Wellness programs and ERGs might include initiatives like: 

  • Free or discounted gym membership
  • A parental support group
  • Free healthy food in-office
  • Financial planning workshops
  • A monthly employee movie club
  • Discounted mental health counseling 

6. Praise Employee Performance

No one wants to hear only the bad from their boss — they’ve made a mistake, missed a deadline, arrived five minutes late, etc. While it’s important to address problems when necessary, employees need to hear the good, too. 

Look for ways to appreciate the effort and impact of each individual employee. Ask for peer feedback and recommendations. For instance, allow employees to nominate one another for employee of the month. 

Focusing on team wins and individual achievements is especially helpful for remote teams, who often lack a feeling of community with their colleagues and leadership. Publicized praise is great for team bonding and improves the working relationship of everyone involved. 

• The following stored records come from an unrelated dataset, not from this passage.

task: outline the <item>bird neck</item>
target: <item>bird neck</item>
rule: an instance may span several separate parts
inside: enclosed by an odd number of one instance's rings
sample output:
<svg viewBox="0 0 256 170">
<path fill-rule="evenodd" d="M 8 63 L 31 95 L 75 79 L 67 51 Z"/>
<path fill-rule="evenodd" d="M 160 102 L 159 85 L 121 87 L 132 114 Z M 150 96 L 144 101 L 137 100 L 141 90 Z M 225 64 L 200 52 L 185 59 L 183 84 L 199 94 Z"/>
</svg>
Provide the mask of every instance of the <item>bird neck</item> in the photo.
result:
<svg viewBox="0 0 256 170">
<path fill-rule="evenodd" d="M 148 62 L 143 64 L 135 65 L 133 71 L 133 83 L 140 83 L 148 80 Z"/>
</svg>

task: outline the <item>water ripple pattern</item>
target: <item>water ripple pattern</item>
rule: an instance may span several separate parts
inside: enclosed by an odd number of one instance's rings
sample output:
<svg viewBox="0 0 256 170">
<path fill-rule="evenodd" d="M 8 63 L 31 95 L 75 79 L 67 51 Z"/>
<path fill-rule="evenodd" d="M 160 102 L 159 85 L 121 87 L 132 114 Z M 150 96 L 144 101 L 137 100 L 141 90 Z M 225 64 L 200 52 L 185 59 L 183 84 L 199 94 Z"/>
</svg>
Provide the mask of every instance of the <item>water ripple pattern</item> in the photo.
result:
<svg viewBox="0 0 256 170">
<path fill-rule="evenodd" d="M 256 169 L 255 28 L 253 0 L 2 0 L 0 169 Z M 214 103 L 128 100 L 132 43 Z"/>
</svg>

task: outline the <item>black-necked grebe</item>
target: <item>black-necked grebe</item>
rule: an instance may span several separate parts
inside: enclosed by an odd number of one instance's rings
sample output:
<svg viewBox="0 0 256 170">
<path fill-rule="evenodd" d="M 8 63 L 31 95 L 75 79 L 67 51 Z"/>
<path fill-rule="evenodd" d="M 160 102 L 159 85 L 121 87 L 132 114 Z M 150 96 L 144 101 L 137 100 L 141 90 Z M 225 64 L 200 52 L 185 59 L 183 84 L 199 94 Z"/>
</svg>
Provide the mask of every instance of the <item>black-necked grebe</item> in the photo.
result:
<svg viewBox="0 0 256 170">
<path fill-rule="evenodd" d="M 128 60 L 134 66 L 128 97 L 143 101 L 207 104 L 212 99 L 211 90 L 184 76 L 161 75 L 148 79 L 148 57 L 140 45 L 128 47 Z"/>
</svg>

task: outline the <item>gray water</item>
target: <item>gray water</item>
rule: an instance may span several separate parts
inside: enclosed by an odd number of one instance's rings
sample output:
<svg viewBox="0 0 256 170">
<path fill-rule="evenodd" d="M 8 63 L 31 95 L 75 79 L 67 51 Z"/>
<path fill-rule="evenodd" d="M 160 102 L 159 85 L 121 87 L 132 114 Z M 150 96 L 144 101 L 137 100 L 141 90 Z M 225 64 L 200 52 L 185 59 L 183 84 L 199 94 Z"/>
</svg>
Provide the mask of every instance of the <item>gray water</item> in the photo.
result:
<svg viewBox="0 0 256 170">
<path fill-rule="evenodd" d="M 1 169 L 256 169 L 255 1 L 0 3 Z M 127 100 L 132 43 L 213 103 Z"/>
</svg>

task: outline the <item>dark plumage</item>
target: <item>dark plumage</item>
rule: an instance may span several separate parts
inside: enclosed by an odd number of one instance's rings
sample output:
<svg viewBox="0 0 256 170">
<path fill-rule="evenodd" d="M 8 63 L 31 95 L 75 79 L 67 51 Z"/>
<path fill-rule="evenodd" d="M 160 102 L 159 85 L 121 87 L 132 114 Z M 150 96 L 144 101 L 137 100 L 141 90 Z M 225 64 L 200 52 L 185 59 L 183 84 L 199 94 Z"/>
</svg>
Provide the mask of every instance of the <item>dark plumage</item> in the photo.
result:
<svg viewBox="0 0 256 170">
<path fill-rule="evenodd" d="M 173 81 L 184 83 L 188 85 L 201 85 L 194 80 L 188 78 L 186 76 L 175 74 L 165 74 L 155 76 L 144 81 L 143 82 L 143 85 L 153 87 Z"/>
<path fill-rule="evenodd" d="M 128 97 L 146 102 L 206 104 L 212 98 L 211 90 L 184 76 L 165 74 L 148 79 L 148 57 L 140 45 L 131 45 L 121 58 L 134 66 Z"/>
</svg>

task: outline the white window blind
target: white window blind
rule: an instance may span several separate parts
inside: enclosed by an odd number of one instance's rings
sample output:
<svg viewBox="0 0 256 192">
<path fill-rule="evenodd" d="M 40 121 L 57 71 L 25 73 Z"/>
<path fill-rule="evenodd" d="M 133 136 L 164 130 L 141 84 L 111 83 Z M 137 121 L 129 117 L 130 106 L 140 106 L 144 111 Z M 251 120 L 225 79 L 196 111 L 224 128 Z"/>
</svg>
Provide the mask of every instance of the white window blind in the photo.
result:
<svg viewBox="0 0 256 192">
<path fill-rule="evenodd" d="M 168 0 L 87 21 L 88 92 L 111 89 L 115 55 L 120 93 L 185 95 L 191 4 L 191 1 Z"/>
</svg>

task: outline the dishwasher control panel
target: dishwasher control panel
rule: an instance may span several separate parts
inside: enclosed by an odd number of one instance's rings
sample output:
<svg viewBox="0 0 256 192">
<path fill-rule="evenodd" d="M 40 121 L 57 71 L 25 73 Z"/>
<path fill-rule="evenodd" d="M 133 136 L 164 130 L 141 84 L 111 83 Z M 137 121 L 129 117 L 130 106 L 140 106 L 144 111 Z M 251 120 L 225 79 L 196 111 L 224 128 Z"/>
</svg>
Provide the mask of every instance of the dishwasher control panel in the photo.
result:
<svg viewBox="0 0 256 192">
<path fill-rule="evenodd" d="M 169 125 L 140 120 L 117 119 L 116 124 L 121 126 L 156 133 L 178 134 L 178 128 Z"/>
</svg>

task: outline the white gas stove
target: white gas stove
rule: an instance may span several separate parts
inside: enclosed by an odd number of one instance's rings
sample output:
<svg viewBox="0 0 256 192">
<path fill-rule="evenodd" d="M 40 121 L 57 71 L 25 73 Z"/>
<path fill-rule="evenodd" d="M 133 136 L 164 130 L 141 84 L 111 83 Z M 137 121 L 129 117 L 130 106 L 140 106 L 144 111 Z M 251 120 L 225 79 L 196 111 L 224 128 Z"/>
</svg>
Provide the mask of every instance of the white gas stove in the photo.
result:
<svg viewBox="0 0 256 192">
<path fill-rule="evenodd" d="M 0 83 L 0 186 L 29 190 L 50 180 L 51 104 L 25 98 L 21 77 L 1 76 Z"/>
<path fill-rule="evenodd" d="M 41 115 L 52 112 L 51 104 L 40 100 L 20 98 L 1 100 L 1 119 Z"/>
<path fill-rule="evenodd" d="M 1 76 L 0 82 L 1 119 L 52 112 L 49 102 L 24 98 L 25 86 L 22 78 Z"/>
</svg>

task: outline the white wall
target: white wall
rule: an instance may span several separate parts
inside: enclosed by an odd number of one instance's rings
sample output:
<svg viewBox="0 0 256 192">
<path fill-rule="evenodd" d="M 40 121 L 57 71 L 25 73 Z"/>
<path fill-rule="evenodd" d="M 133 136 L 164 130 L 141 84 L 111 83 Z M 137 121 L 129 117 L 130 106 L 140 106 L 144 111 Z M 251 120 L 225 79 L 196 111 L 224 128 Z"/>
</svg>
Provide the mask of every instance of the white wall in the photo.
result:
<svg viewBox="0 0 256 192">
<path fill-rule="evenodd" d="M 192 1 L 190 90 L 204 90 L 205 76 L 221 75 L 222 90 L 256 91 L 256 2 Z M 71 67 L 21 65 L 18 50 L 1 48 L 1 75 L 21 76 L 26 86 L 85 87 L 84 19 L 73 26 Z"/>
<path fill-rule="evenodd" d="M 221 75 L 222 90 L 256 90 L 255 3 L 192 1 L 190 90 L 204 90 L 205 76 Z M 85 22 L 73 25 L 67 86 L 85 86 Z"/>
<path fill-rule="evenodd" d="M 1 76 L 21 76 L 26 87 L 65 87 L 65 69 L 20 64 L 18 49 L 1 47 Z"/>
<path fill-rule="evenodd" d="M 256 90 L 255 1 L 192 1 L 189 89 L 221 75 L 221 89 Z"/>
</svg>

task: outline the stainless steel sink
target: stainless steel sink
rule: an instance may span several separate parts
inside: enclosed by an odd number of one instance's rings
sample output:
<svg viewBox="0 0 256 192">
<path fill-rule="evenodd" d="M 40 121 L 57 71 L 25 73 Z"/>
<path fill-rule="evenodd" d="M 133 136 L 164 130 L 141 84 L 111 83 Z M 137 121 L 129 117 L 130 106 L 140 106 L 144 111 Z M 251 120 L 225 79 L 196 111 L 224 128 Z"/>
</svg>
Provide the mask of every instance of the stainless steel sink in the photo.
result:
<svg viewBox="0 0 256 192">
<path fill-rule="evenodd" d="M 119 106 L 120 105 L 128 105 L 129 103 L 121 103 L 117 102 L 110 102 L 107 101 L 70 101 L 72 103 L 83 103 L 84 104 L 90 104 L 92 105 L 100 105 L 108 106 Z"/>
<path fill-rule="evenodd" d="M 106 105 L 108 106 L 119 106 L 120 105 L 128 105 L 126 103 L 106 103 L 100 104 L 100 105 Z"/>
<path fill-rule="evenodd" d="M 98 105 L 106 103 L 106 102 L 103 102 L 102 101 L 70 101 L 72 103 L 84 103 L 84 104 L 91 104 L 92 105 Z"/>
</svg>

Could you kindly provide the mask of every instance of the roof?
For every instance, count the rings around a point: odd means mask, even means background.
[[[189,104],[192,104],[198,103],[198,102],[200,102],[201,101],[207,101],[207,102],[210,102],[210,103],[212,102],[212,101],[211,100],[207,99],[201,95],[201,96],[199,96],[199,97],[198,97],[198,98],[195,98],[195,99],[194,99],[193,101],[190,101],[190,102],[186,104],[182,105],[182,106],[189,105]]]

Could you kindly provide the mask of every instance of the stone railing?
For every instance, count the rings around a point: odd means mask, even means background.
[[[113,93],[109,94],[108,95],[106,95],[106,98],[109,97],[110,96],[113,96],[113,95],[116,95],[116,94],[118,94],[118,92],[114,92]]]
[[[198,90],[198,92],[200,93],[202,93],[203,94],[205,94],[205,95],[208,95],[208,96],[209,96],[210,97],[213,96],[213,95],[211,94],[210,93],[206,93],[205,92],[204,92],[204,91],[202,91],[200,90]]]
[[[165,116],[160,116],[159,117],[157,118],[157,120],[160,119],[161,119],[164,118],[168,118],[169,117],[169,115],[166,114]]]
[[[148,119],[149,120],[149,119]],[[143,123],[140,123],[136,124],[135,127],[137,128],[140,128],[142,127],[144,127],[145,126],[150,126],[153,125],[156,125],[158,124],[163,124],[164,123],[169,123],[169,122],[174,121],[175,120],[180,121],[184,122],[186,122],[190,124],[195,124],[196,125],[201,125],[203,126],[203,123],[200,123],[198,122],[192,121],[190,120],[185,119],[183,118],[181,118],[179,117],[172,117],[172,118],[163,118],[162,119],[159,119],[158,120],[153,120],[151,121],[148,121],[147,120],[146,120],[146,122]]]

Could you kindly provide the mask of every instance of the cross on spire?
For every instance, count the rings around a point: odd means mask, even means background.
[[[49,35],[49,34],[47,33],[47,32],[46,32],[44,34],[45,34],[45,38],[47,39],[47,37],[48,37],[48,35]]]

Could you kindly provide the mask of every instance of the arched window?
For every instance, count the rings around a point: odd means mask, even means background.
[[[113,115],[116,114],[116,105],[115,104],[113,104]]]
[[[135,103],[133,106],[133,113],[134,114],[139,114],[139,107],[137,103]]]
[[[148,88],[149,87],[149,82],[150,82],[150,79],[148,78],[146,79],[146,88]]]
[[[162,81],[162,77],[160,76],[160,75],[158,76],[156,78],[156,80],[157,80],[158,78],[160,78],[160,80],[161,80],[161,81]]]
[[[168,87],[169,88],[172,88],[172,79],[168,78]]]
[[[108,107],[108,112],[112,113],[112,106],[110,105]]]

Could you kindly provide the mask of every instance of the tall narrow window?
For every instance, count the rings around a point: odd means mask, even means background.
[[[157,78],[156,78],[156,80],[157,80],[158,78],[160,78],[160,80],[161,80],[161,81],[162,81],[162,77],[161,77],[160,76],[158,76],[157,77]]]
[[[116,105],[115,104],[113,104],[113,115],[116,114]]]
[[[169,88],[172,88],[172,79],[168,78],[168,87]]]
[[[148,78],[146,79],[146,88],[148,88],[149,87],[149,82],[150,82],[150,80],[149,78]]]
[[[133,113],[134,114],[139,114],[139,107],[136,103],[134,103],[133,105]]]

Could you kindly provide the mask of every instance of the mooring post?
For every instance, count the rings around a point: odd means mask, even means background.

7. Focus on Career Development

According to research from Reworked, only 11% of companies named learning and development as one of their top three priorities for 2022 despite the fact that this area is exactly what employees are looking for in terms of a positive work experience. 

Employees don’t want to stagnate within a role or company. They want the ability to learn more, take on additional responsibilities, move up the corporate ladder and earn more money.

According to a LinkedIn report, the number one driver of a great work culture is opportunities to learn and grow — followed by a sense of belonging, organizational values and support for wellbeing. 

Communicate with individual workers to understand their motivations, career aspirations and what their paths might look like at the company. Offer training and development programs to help employees reach their full potential and facilitate mentorship programs so that employees can learn from more experienced colleagues. 

8. Don’t Forget Pay and Benefits

Gallup data shows that 64% of employees named pay and benefits as critical factors in taking a new job. Today’s workers know they’re in a job seeker’s market, and as such, they’re willing to wait for better opportunities.

Employee expectations around benefits are evolving, too, with many job seekers looking for: 

  • Flexible work: 88% of workers look for positions with flexibility in hours and location.
  • Generous PTO: Today’s workers prioritize work-life balance and want the ability to schedule time off without taking a hit in pay.
  • Health benefits: Employers need to offer more than the basics for medical, dental and vision insurance.
  • Unlimited vacation time: 68% of job seekers look for unlimited vacation time when choosing positions. 
  • Student loan assistance: Employers can help workers bogged down by educational debt while also taking advantage of tax breaks. 
  • Free daycare services: Covering daycare costs can lift a large strain on working families. 

Related Article: Has Qualtrics Quantified the Connection Between Customer and Employee Experience?

Leadership Should Look to Employee Experience Tools

Establishing and maintaining a positive employee experience can be a complex task. Ahmad suggests looking for a system that centralizes and streamlines the employee experience efforts. 

“It’s important for your organization to have an easy to use one-stop solution to deal with all operational needs without undue stress,” he said.

Look for a system that makes communication and task management easy for all team members. The ideal platform will also track working hours, maintain cloud-based records and help manage leads.

If that task sounds too hard — with many companies using dozens or more solutions — look for ways to integrate platforms and consolidate features to one area.